For SAML groups obtained via the IdP's SAML assertion response, each user's group membership is only updated each time the user signs in to the portal.

Edit group properties and settings

After creating a group, you or others you designate, including administrators with group privileges, can edit its properties and settings. For example, you can modify the group title or description, as well as change settings such as who can contribute content. For more information on working with groups you own, including managing group content and members, see Own groups.

  1. Verify that you are signed in as an owner, group manager, or administrator with group privileges.
  2. Click Groups at the top of the site, and use the tabs, filters, sort options, and search as needed to find the group you want to edit.
  3. Click the name of the group to open its group page and do any of the following:
    • On the Overview tab, click Edit next to the property you want to edit (for example, the description or tags), make your changes, and click Save to save your changes. You can edit the group name, summary, description, thumbnail, and tags.
    • On the Settings tab, modify the group settings (for example, how group content is sorted, who can view the group, who can join the group, or who can contribute content). You can also specify the type of items (for example, maps or layers) you want to display by default on the group's Content and Overview tabs.
    Note:

    Your ability to edit some settings depends on your privileges and group role. With existing groups, you cannot change the Shared update designation and the Administrative designation that restricts members from leaving the group. These settings are only available for new groups. If you want to change any of these settings, you must delete the group and create a new one with the option you want.

Shared update groups

Organization administrators can create groups that allow members to update items that are shared with the group. These shared update groups are useful in collaborative situations in which multiple people need to update the same item—for example, shift workers in operations centers who need to update the maps underlying their apps and dashboards.
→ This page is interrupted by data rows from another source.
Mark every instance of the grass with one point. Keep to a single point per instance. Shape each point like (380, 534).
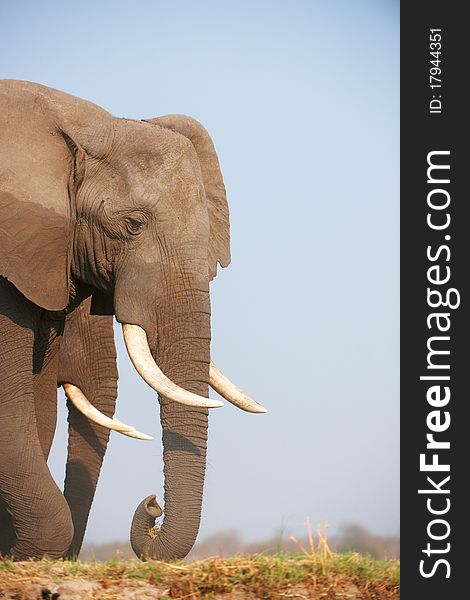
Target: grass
(313, 572)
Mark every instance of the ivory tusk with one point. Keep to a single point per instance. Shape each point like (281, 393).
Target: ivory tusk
(223, 386)
(138, 349)
(82, 404)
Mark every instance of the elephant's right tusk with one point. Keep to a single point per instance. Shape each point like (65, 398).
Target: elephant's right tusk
(228, 390)
(142, 359)
(82, 404)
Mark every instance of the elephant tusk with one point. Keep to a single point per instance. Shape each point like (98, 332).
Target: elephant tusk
(223, 386)
(82, 404)
(138, 349)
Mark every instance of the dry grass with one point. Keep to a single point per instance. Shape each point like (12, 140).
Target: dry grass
(315, 572)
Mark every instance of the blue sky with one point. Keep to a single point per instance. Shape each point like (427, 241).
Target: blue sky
(302, 101)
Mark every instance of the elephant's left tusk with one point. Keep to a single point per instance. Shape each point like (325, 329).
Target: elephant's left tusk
(82, 404)
(228, 390)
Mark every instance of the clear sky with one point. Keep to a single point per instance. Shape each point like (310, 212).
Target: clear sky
(302, 101)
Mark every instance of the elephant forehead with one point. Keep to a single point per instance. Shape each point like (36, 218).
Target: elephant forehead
(148, 147)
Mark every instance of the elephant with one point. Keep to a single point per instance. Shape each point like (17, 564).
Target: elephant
(101, 218)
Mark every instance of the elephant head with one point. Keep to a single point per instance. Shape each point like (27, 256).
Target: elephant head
(134, 214)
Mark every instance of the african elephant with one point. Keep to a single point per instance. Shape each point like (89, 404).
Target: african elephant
(103, 216)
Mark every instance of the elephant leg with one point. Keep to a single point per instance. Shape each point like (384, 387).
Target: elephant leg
(40, 515)
(87, 360)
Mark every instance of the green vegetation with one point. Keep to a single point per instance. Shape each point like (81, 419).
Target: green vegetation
(318, 574)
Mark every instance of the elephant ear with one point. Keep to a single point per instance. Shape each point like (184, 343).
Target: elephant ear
(42, 163)
(219, 241)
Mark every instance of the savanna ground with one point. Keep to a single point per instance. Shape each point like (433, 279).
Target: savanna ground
(316, 572)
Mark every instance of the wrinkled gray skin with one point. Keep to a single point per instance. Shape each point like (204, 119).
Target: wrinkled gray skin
(105, 216)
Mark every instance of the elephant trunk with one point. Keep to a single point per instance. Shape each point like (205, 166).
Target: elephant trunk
(182, 350)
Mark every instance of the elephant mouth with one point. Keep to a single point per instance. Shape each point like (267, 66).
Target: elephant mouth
(138, 349)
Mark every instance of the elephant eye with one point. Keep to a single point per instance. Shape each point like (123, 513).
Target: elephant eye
(134, 225)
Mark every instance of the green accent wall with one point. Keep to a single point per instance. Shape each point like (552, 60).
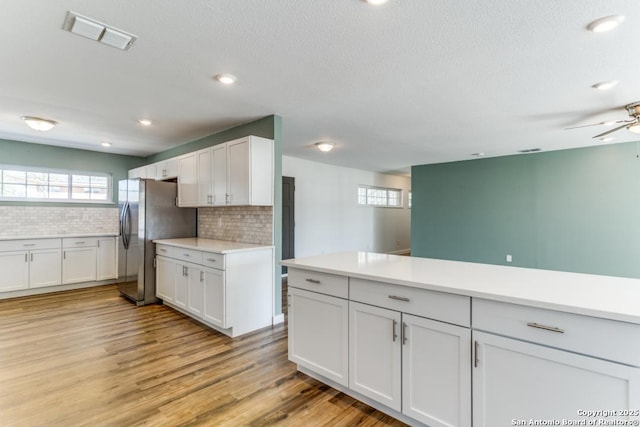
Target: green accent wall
(39, 155)
(574, 210)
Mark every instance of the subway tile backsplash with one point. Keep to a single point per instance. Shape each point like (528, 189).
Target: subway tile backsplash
(28, 221)
(246, 224)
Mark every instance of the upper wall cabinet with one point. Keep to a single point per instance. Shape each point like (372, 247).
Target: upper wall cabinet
(236, 173)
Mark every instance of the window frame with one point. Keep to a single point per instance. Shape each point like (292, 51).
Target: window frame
(108, 190)
(379, 196)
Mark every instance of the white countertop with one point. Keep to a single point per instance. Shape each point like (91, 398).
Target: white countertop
(59, 236)
(608, 297)
(211, 245)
When members share an item with a shared update group, they remain the owner of the item. Other group members can update the item. Updates to an item include changes to the item details and updates to the content. For example, they can add layers to a map and save the map with the updated content.

To make your group a shared update group, enable the Shared update group designation when creating the group.

Caution:

At this time, shared update groups are intended for updating item details and the contents of maps, apps, and scenes. Some updates are reserved for the item owner or administrator (such as moving, sharing, or deleting an item, changing ownership, and updating the item by overwriting or appending to its layers). However, members of this group also have elevated privileges, such as the ability to edit the contents of hosted feature layers, alter editor tracking settings, enable or disable attachments, and alter the layer's schema. Therefore, proceed with caution when adding members to this type of group. Currently, most ArcGIS apps do not support updating items shared with a shared update group. To determine whether this capability is supported in a specific ArcGIS app, refer to its product documentation.